Structural and electronic properties of rare earth silicides on silicon(001): Nanowires and three-dimensional islands

Deposition of rare earth (RE) metals on the silicon(001) surface at elevated temperature results in the formation of RE silicide islands coexisting with a reconstructed substrate surface. This thesis presents the growth behavior of holmium, samarium, and dysprosium on Si(001) and the electronic properties of the resulting surface structures.; The growth of Ho and Sm on Si(001) at 600°C was studied using scanning tunneling microscopy (STM) and low energy electron diffraction.; Ho grows in a Stranski-Krastanov mode with highly elongated nanowires (NWs) and a 2 x 4 reconstructed substrate at low metal coverage.

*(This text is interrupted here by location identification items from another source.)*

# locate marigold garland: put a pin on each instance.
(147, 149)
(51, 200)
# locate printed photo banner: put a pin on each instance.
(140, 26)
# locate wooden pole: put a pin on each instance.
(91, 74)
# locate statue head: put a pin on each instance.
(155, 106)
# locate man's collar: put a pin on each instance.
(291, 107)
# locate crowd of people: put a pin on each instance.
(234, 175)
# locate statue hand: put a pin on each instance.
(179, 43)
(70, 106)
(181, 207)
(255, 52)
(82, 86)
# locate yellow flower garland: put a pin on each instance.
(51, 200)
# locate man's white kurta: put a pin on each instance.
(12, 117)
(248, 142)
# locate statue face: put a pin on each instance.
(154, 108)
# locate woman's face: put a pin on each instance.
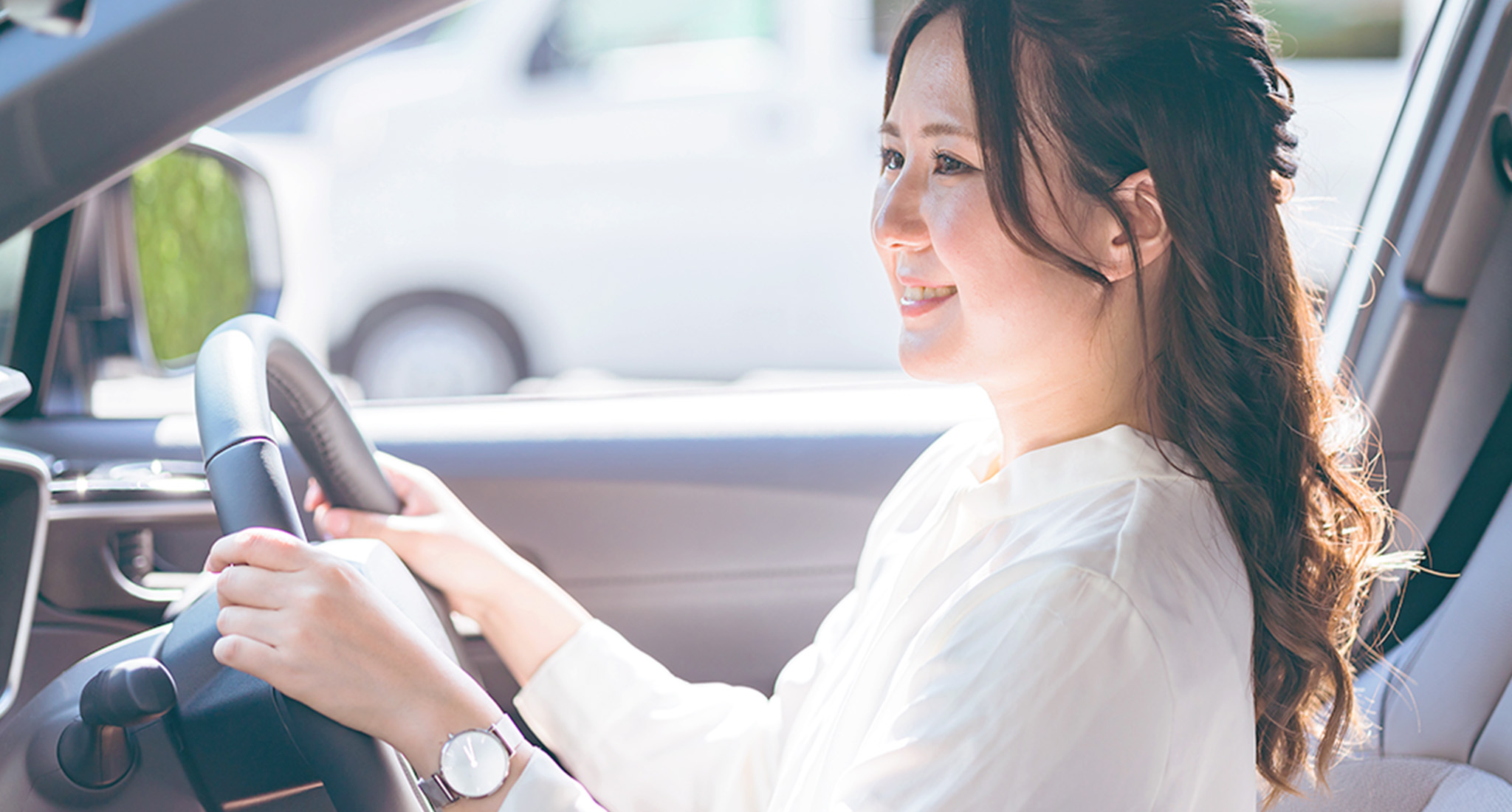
(975, 307)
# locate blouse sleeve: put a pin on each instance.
(1041, 690)
(647, 741)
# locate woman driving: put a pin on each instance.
(1135, 590)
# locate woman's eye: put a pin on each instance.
(947, 165)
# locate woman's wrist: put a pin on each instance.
(528, 619)
(450, 709)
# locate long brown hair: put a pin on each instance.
(1189, 91)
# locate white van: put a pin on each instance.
(496, 199)
(658, 190)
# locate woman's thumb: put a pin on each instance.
(350, 523)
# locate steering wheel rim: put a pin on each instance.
(248, 371)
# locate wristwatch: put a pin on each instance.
(474, 764)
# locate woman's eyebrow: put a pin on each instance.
(929, 131)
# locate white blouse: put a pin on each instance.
(1073, 634)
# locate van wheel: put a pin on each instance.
(434, 350)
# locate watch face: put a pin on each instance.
(475, 764)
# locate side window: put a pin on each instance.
(191, 252)
(587, 29)
(13, 268)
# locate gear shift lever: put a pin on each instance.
(96, 751)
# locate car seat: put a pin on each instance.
(1440, 705)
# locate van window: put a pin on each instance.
(585, 29)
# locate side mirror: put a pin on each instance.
(156, 262)
(199, 241)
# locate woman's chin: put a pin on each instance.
(927, 360)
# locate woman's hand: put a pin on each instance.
(523, 614)
(436, 536)
(315, 628)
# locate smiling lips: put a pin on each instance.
(921, 300)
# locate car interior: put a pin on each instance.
(714, 528)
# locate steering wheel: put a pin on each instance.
(241, 738)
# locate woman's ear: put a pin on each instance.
(1141, 204)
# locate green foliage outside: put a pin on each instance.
(1336, 29)
(191, 239)
(1305, 29)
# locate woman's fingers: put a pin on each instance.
(259, 548)
(251, 587)
(261, 625)
(245, 653)
(313, 496)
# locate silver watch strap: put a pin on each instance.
(437, 793)
(440, 794)
(509, 734)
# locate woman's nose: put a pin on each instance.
(897, 224)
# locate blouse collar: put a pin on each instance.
(1053, 472)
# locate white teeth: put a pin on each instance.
(921, 294)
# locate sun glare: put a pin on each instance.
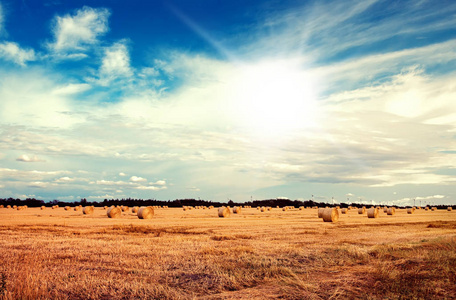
(274, 99)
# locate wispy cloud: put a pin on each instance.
(12, 52)
(115, 64)
(74, 33)
(28, 158)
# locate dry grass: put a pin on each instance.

As the coverage increases, three-dimensional (3D) compact silicide islands coexist with the NWs. A 2 x 7 two-dimensional (2D) phase appears in the medium coverage range, and it always coexists with the 2 x 4 phase. Scanning tunneling spectroscopy (STS) data show that HoSi2 NWs are more metallic than the 3D silicide islands or the reconstructed substrate.; Sm/Si(001) induces two different surface reconstructions: a lower coverage 2 x 3 phase and higher coverage 3 x 2/c(6 x 2) phases. In the high coverage regime, large 3D silicide islands are observed instead of elongated NWs.; The topographical evolution of 3D Dy silicide structures and the 2D reconstructed surface in the temperature range of 600∼750°C was investigated by STM and low energy electron microscopy (LEEM). The initial surfaces were covered in the 2 x 7 superstructure plus NWs of uniform width defined by the 2 x 7 unit cell. Post-growth annealing at 700°C increases the number of 3D islands and the average island size.{09}At the same time, the number of NWs decreases and surface reconstruction is swept away. Therefore, 3D silicide islands are a stable phase whereas NWs are a metastable phase at 700°C.; Ex-situ transport properties of the grown RE silicide films were correlated with film morphology as observed by STM. A 1 nm thick film of interconnected DySi2 islands shows surface resistivity at 4.2 K similar to the reported bulk silicide value. A sample with sparse, disconnected islands shows higher surface resistivity than the 1 nm film but lower than that of the clean Si surface.